The legalese of the Child Rights Committee’s recent publication of General Comment 25, on the rights of children in the digital environment received a user-friendly make over. In Our Own Words is a collaboration between the 5Rights Foundation and more than 300 children from across the globe. Through workshops and seminars, participants distilled the dense, legalese of this international human rights opinion into an understandable essence.
“It would be counter-productive to produce a document enshrining children’s digital rights which children themselves cannot understand due to legal jargon and sophisticated language,” said 19-year-old Mason Rikard from the United Kingdom.
Children around the world want and need to use the internet and digital services for school, entertainment, to get information and to be in contact with families and friends. They want it to be fair and keep them safe.
2. GENERAL PRINCIPLES
There are four principles for children’s rights:
1. Non-discrimination: Children must be protected from discrimination and treated fairly, whoever they are.
2. Survival and development: Children must be supported to grow up into what they want to be without harmful interference.
3. Best interest of the child: When making any decision, adults — including governments and businesses — must do what is best for children rather than themselves.
4. Respect for children’s views: Children have opinions that must be taken into account in all things they care about.
How this should be done:
- Protect children’s rights online.
- Make rules that support children’s rights online.
- Ensure that everyone understand the rules, including government officials, businesses, parents, teachers and children themselves.
- Listen to children when they have a problem.
- Stop businesses putting profit above children’s rights.
- Make sure that there are consequences for organizations or people that break the rules.
- Make sure children know and understand what action has been taken.
3. Children have the right to information, freedom and privacy
Information that children find online should be true, relevant and easily available, unless it is likely to cause harm.
Freedom of expression
Children should be able to say what they think, but children, companies and other people should not spread lies or attack others.
Freedom of thought
Companies and other people must not push children to do things for money or at the request of others.
Freedom of association
Children want to meet and spend time with their friends and enjoy being part of their community in every environment. Governments or businesses should
not interfere with that, except for reasons of safety.
Children must have privacy to act and grow in the way that they wish; this includes privacy from parents, school, governments, businesses and each other.
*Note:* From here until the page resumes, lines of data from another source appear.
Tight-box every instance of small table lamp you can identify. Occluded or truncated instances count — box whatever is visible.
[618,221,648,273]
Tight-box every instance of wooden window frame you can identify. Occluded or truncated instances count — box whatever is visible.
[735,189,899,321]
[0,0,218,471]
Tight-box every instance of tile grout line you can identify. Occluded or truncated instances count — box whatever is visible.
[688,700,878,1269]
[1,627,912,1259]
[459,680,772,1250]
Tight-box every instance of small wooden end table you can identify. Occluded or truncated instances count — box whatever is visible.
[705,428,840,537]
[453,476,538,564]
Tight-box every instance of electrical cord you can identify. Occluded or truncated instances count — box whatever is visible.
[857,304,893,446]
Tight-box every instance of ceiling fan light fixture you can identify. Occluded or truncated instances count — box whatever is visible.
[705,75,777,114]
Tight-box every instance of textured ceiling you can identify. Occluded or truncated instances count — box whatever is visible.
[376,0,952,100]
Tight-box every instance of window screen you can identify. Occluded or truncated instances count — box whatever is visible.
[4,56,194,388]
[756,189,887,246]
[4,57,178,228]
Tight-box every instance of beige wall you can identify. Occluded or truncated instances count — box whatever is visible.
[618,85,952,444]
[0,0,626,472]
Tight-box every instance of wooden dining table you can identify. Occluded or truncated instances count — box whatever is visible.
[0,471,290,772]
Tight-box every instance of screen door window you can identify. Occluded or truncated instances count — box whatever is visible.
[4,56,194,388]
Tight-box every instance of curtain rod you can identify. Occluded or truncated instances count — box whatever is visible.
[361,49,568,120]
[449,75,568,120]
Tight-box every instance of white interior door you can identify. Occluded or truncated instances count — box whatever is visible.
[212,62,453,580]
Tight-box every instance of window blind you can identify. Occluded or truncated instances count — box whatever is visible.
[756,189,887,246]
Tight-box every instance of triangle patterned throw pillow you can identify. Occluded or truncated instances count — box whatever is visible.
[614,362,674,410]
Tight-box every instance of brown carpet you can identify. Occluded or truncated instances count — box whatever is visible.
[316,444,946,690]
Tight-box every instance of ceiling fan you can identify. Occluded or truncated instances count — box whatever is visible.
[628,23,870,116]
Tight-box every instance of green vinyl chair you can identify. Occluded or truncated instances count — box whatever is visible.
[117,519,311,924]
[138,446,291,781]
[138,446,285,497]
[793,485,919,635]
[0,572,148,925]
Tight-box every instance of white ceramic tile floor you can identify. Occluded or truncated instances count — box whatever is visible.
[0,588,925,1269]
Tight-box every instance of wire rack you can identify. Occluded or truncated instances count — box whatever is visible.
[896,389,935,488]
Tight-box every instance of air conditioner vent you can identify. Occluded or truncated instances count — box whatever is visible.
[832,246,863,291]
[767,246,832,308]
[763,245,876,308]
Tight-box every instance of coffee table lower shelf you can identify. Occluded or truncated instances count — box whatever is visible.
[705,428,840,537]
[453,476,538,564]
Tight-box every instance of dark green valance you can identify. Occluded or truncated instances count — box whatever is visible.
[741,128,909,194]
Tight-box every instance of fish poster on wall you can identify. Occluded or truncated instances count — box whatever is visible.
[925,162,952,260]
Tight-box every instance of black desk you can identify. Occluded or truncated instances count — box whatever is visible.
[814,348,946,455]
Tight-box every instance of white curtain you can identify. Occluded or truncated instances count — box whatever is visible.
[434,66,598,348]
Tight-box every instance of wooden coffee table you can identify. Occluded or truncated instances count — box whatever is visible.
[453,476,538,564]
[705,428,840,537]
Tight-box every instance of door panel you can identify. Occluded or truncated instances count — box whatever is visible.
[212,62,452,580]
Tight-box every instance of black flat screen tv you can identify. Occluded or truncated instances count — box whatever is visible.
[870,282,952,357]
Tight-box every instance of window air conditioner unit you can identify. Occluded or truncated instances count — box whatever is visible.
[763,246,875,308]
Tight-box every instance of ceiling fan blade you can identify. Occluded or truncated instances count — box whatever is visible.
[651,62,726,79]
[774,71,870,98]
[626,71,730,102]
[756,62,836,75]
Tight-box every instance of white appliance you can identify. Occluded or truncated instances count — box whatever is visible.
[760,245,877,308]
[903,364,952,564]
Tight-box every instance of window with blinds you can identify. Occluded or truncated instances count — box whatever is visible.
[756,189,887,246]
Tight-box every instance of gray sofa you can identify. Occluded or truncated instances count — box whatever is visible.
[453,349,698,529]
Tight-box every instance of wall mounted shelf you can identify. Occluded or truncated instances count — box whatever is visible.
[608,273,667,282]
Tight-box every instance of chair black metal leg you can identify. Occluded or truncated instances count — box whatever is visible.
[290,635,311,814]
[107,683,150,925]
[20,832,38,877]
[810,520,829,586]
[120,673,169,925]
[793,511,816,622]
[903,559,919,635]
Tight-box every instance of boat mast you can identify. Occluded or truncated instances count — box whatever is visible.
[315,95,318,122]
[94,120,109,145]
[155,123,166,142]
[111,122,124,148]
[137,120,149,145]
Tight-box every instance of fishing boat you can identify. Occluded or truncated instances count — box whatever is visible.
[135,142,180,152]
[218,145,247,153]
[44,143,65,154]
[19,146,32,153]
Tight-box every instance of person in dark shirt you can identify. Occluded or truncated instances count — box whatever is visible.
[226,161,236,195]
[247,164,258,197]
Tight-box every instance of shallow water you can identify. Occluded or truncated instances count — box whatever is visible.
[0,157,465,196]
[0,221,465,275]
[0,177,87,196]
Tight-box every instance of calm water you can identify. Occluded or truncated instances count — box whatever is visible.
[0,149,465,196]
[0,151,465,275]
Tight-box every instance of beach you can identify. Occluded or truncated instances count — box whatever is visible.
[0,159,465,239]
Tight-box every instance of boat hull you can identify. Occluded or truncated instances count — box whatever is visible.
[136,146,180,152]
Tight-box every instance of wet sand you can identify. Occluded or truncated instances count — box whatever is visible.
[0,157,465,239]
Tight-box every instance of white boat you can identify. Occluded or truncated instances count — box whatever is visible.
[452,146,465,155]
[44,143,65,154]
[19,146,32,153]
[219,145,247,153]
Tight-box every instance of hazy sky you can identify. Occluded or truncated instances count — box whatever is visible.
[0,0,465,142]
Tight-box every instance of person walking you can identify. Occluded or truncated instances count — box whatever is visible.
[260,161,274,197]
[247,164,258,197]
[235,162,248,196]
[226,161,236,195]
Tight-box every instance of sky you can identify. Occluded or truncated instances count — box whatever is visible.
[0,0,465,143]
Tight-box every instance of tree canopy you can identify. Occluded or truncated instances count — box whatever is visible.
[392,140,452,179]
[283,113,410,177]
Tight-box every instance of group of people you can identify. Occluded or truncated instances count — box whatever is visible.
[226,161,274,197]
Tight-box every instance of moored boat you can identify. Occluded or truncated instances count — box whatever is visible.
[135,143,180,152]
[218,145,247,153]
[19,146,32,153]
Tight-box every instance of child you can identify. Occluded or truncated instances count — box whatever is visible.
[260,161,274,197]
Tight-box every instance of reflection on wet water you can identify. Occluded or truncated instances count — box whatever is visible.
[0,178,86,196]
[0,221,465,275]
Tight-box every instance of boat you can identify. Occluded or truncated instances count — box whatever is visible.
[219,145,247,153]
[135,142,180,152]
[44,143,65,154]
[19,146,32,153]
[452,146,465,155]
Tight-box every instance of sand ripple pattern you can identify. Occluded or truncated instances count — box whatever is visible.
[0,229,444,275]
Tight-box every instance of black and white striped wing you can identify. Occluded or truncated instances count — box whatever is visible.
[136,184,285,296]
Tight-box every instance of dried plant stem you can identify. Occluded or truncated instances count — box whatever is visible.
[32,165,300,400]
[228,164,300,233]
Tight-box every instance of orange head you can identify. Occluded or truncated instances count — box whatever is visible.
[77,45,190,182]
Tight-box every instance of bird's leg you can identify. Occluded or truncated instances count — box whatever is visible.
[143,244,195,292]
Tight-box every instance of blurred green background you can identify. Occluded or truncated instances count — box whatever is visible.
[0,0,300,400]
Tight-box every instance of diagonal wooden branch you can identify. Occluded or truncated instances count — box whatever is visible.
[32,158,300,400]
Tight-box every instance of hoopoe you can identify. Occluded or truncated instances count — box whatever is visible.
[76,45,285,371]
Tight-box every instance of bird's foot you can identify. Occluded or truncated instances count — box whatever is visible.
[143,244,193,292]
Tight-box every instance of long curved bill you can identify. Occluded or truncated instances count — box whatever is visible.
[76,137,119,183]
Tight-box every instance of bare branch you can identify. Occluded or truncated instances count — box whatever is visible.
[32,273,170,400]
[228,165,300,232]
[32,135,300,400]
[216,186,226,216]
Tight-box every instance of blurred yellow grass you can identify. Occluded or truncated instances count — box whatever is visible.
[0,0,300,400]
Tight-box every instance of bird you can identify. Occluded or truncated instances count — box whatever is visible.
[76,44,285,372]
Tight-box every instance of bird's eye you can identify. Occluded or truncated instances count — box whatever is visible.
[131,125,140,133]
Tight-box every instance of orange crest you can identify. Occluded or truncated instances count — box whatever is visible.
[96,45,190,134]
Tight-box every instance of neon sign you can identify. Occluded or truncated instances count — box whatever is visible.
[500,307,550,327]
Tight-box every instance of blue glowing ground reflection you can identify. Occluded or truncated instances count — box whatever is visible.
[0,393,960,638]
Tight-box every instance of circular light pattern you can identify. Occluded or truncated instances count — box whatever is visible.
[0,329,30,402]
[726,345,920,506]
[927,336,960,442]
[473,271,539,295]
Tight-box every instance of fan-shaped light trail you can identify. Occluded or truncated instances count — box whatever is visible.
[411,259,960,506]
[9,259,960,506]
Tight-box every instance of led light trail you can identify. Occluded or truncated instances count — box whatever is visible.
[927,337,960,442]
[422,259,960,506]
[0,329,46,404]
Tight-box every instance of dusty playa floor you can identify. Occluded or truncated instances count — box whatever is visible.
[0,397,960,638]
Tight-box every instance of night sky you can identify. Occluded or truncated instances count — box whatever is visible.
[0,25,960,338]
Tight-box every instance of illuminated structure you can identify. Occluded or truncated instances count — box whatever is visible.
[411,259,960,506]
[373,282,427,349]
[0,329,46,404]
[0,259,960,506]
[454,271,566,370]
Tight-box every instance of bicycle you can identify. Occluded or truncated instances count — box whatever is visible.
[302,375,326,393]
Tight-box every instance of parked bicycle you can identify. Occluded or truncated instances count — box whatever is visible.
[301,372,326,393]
Children may need to prove who they are online in order to be part of their community. Online identities should not be used in ways that are unfair or attack a child’s privacy or other rights.
Violence against children
Children have the right to protection from violence, including political violence, encouragement to self harm, eating disorders and suicide, bullying and images of sexual violence or sexual contact with adults. Children need to have helplines and places to get help when they need it.